29 is the first chapter in a series called No Longer Home. Though this is Humble Grove’s first full game, the studio previously made a short prequel for a game jam, Friary Road. I’d played that one before, and the 29 demo is similar in how it’s loosely autobiographical and draped in magic realism.
The demo is a small snippet that starts with five friends in a living room floating in space. As they begin playing a choose-your-own-adventure text parser game on the TV, the walls drop away and their world is replaced by the game they’re playing.
I could select what I wanted to happen using multiple choice, accompanied by some offscreen banter from the characters. The story that unfolded felt like a metaphor: The hero of the game wanders through a forest, finding lost and mysterious objects in their search for a place to stay. Through some of the dialogue, I learned more about Bo and Ao, the two main characters that act as stand-ins for Humble Grove’s two lead developers, Tom Davison and Hana Lee.
“It can be a struggle to communicate when something in the game is actually happening within the world or whether we’re presenting what’s going on inside the character’s heads,” said Davison in an email to GamesBeat. “Although I feel like often there’s a lot of fun in blurring that line. Approaching the narrative with magical realism has allowed us to write about certain feelings much more freely.”
The demo lacked puzzle-solving. The landscape drifted in and out as I explored, and words appeared on the screen to a gauzy minimalist soundtrack. The general atmosphere recalled the kind of conversation you might have right before falling asleep: meditative, introspective, and sometimes a little too abstract to have certain meaning.
“It was something we were just doing for fun really, but gradually it grew into something more complex; we were writing these inner-monologues for characters that were based on ourselves,” said Davison. “We had a lot to say about the growing we’d done other the past few years. We felt incredible lost in terms of where our lives were going next.”

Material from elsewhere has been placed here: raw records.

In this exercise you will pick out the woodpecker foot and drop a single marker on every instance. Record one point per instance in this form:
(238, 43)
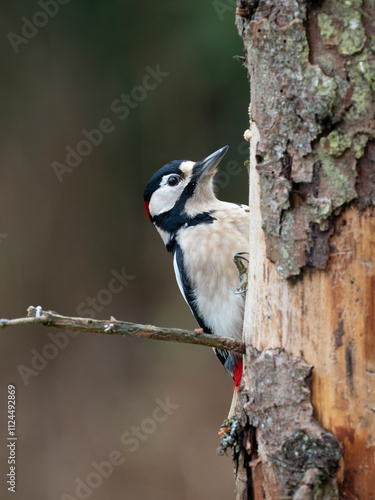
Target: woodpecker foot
(230, 435)
(241, 264)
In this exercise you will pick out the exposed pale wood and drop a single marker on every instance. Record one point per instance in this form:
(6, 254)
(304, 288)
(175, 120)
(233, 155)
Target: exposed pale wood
(327, 318)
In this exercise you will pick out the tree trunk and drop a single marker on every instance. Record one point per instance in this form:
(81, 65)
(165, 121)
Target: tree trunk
(307, 404)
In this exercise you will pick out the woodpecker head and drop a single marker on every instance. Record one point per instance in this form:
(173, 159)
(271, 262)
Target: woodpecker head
(181, 191)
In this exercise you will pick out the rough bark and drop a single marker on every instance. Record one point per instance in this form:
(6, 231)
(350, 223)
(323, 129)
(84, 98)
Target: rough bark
(310, 303)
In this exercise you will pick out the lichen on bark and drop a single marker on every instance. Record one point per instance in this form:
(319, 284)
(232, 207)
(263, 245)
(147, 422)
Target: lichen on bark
(312, 76)
(290, 442)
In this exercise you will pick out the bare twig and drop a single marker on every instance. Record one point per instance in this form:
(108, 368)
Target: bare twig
(36, 316)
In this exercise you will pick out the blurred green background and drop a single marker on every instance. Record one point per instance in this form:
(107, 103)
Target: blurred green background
(64, 238)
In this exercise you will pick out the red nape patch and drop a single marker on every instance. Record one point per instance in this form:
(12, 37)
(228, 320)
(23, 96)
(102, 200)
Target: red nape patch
(237, 374)
(147, 210)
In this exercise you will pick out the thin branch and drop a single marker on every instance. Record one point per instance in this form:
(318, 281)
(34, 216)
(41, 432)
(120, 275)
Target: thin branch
(36, 316)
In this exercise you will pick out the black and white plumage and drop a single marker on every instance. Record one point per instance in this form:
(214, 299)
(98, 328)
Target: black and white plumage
(203, 234)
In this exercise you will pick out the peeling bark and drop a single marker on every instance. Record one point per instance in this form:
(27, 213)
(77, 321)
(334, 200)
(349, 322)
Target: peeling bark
(312, 74)
(310, 307)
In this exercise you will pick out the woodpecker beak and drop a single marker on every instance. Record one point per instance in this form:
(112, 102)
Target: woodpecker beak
(207, 167)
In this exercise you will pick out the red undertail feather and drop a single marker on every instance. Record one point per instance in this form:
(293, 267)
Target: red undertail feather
(237, 374)
(147, 210)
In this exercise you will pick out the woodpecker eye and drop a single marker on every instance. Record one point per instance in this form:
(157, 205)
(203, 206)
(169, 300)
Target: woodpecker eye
(173, 180)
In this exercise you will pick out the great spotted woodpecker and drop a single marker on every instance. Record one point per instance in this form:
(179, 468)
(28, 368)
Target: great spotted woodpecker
(204, 235)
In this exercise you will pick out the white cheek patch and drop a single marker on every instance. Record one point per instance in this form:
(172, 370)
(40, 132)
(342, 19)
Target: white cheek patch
(187, 168)
(165, 198)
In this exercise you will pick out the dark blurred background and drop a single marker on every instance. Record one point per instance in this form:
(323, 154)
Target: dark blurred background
(67, 232)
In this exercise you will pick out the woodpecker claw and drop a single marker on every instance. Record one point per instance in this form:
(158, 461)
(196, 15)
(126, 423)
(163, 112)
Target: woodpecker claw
(239, 259)
(230, 433)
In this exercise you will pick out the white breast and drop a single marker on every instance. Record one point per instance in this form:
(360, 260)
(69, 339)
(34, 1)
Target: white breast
(208, 251)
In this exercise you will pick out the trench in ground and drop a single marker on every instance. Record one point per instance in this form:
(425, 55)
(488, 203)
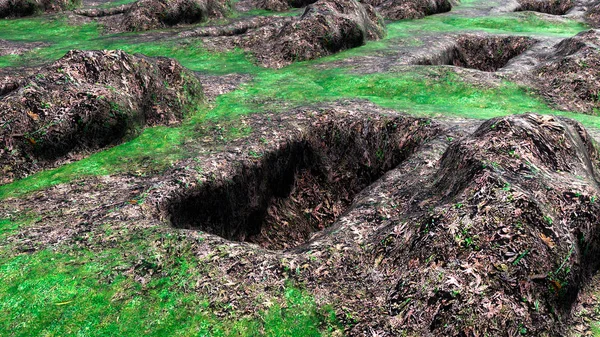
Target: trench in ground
(302, 187)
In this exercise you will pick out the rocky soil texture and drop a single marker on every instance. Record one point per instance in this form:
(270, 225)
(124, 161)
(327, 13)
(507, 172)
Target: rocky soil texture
(436, 176)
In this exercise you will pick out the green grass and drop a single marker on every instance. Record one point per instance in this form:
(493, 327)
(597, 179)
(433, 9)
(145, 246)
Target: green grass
(422, 91)
(84, 291)
(78, 292)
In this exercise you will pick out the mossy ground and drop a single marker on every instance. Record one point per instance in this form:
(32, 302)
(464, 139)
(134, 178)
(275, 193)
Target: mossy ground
(69, 290)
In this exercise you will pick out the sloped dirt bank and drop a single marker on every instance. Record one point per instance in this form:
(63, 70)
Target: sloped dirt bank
(88, 100)
(20, 8)
(279, 200)
(554, 7)
(570, 78)
(145, 15)
(493, 231)
(277, 5)
(412, 9)
(481, 52)
(326, 27)
(592, 15)
(503, 236)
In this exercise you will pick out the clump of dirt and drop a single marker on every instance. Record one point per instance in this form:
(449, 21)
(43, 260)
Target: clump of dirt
(145, 15)
(88, 100)
(156, 14)
(592, 15)
(571, 77)
(412, 9)
(481, 52)
(501, 237)
(280, 5)
(554, 7)
(325, 27)
(281, 198)
(20, 8)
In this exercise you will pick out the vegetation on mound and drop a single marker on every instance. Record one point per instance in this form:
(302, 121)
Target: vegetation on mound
(79, 289)
(72, 290)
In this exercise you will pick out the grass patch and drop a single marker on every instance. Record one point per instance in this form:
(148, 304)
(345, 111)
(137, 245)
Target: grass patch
(80, 292)
(422, 91)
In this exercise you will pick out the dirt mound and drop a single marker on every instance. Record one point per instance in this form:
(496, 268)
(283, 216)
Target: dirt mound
(281, 5)
(326, 27)
(156, 14)
(145, 15)
(85, 101)
(571, 78)
(412, 9)
(19, 8)
(554, 7)
(501, 237)
(592, 15)
(279, 198)
(481, 52)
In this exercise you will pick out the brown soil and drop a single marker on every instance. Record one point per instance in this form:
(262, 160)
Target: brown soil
(85, 101)
(279, 200)
(145, 15)
(280, 5)
(326, 27)
(554, 7)
(411, 9)
(592, 15)
(481, 52)
(493, 233)
(502, 238)
(19, 8)
(571, 77)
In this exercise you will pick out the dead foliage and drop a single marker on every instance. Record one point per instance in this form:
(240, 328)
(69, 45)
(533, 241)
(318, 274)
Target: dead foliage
(280, 5)
(325, 27)
(503, 235)
(570, 78)
(412, 9)
(145, 15)
(20, 8)
(87, 100)
(592, 15)
(156, 14)
(279, 198)
(481, 52)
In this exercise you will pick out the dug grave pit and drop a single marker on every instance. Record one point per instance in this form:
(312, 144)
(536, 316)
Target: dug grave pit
(553, 7)
(282, 197)
(480, 52)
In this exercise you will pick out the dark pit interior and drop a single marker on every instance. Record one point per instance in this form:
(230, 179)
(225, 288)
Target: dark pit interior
(554, 7)
(485, 53)
(303, 187)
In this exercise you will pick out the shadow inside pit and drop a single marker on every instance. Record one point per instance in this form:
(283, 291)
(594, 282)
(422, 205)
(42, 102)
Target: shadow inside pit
(553, 7)
(303, 187)
(485, 53)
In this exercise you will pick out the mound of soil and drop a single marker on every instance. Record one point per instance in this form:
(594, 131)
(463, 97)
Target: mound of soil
(500, 238)
(411, 9)
(88, 100)
(326, 27)
(303, 186)
(20, 8)
(156, 14)
(145, 15)
(281, 5)
(592, 15)
(554, 7)
(571, 78)
(481, 52)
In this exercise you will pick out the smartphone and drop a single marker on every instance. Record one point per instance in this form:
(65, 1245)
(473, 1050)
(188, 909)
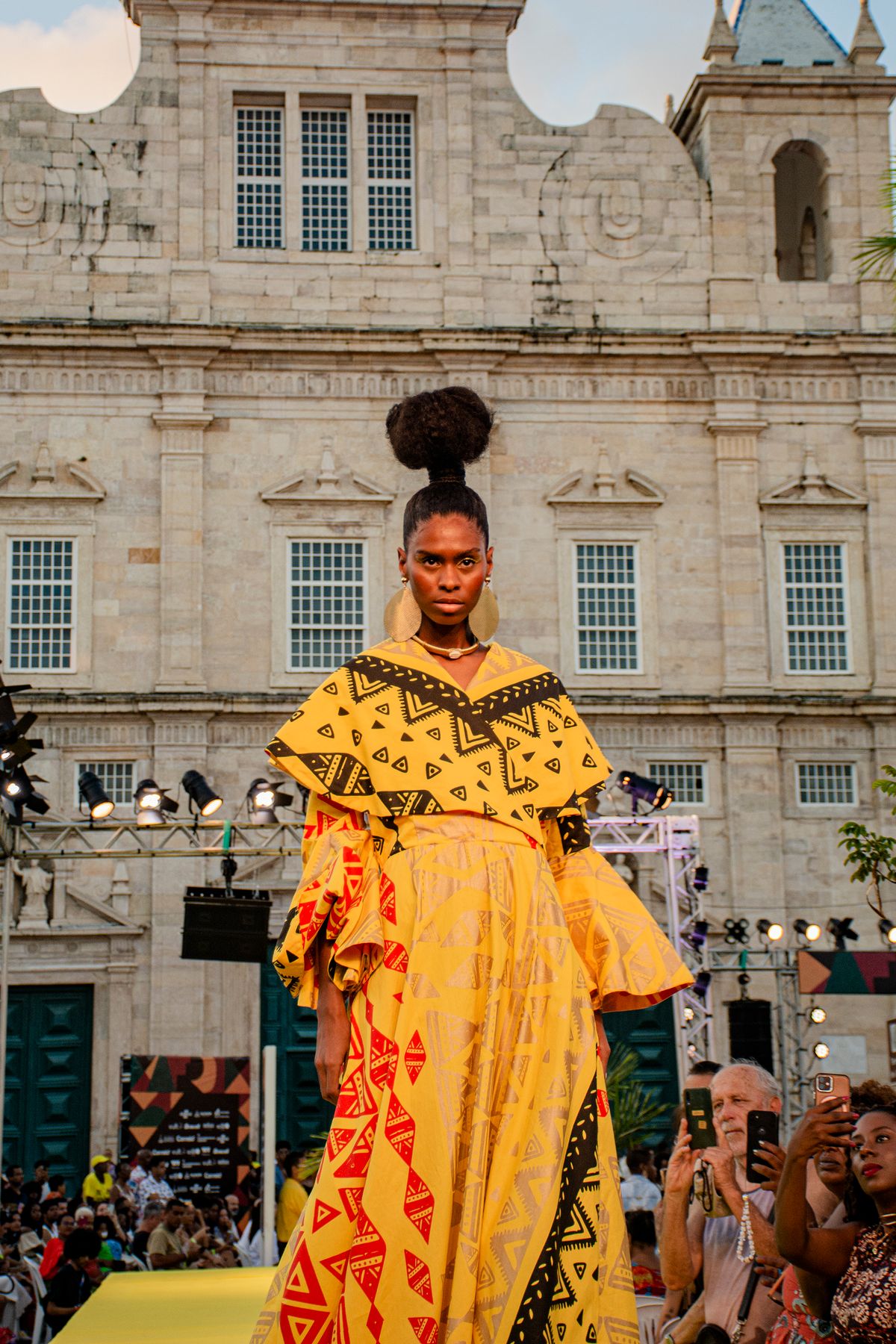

Davison and Lee met while studying illustration at Camberwell College of Arts in London, and they started working on the No Longer Home series after graduation. It started as a chronicle of the apartment they’d shared while in school and grew from there.
“There’s always the worry of it slipping into a vanity project, which I think we’ve been very careful to avoid,” said Davison. “More than anything else it’s been a challenge trying minimalize people misgendering the characters, and by proxy, us. As we are both non-binary [gender that is not exclusively male or female], so are the characters (Bo and Ao); both of them use they/them pronouns and they’re always referred to this way within the game.”
As the game progresses, players learn more about the characters through branching dialogue and by examining Bo and Ao’s apartment. Davison says though it can be classified as a point-and-click game, the main mechanic is rotating the environments and inspecting them from various perspectives. They call out Gone Home, Nina Freeman‘s vignettes, and Kentucky Route Zero as sources of inspiration, particularly the way the latter uses space.
“When designing the environments we consider it as a stage, for the player and other characters to use. Another part of that is building sets with moving parts in mind,” said Davison. “One of the things I enjoy most about film and theatre is how space is used to express what might be going on in the characters’ thoughts.”